Showing posts with label protocol. Show all posts
Showing posts with label protocol. Show all posts

Monday, January 25, 2016

"Why are you telling me this?" and protocols

Suppose you want to convince me that I have no hands but are unable to lie (and I know for sure you are unable to lie). However, you know a lot more than I about something, perhaps something completely irrelevant to the question. For instance, suppose you know the results of some very long sequence of die rolls that's completely irrelevant. It seems you can fool me with the truth. For you can find some true proposition p about the die rolls such that I assign an exceedingly low probability to p. You then reveal to me this disjunctive fact: p is true or I have no hands. Then: P(no hands | p or no hands) = P(no hands) / (P(p) + P(~p and no hands)) ≥ P(no hands) / (P(p) + P(no hands)). (Exercise: check the details.) If P(p) is sufficiently small, relative to my prior probability P(no hands) (which of course is non-zero--there is a tiny chance that I was in a terrible accident and superb prostheses have just been developed), this will be close to 1.

But of course, whether I have hands or not, if you know a lot more about something than I do, you will be able to find a truth that I assign a tiny probability to. So I really shouldn't be deceived by you. Rather, I should take myself to have learned p. Your disjunction is equivalent to the material conditional that if I have hands, then p. I know I have hands. So, p. But what about the Bayesian calculation, which is mathematically correct?

This is a protocol problem. If I happened to ask you whether the disjunction "p is true or I have no hands" was true, and you then revealed it to me that it was, the Bayesian calculation would have been correct. But the actual protocol was that you picked out a truth that I took to be unlikely, and disjoined it with a claim that I have no hands. If I knew for sure that this was your protocol, I would have learned two things: first that p is true, and second that p is true or I have no hands. The second would have been uninformative in light of the first, and so there would be no deceit.

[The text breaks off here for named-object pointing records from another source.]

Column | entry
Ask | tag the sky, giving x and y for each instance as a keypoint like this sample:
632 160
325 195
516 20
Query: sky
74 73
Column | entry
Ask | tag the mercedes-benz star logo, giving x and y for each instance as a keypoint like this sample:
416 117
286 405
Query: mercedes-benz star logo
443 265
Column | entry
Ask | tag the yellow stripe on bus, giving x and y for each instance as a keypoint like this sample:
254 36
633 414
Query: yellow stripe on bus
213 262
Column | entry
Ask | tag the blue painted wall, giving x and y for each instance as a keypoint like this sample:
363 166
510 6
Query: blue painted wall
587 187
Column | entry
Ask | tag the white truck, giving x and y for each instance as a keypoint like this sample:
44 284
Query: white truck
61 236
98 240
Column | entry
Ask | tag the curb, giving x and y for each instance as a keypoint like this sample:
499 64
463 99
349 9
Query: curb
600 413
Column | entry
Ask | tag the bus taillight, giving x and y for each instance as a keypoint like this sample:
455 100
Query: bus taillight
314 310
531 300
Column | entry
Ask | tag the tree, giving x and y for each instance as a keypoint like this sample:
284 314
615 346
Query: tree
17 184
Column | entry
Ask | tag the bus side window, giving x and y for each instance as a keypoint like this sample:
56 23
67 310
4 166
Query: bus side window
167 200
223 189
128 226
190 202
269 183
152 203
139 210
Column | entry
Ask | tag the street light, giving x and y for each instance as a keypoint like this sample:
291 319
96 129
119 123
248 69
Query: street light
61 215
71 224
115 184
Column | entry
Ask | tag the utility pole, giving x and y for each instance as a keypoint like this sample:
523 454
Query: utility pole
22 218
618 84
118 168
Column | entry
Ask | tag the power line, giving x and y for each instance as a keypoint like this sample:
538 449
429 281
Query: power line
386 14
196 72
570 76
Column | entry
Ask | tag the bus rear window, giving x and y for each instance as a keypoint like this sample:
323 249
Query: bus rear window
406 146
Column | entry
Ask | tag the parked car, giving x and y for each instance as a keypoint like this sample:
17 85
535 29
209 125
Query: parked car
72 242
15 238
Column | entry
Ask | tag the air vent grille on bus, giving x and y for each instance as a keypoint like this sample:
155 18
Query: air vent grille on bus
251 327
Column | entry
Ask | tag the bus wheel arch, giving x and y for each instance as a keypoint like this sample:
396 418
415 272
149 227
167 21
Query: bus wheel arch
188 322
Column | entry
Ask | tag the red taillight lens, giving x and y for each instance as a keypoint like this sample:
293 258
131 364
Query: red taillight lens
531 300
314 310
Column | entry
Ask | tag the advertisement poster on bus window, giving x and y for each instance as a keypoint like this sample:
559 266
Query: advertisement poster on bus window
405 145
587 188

But of course if the above were to really happen, I wouldn't know for sure what your protocol was.

In real life, when someone tells us something odd out of the blue, we often ask: "Why are you telling me this?" The above case shows how epistemically important the answer to this question can be. If you tell me (remember that you are unable to lie) that you're telling me this to get me to think I have no hands, I will suspect that your protocol may be to find an unlikely truth and disjoin it with the claim that I have no hands. As long as I have significant suspicion that this is your protocol, your statement won't shake my near-certainty that I have hands. But if you tell me that you were telling me this because you decided, before finding out whether p was true, that you were going to tell me whether or not the disjunction is true, then my near-certainty that I have hands should be shaken. I wonder how often "Why are you telling me this?" involves a case of trying to find the protocol and thus to figure out how to update. Rarely? Often?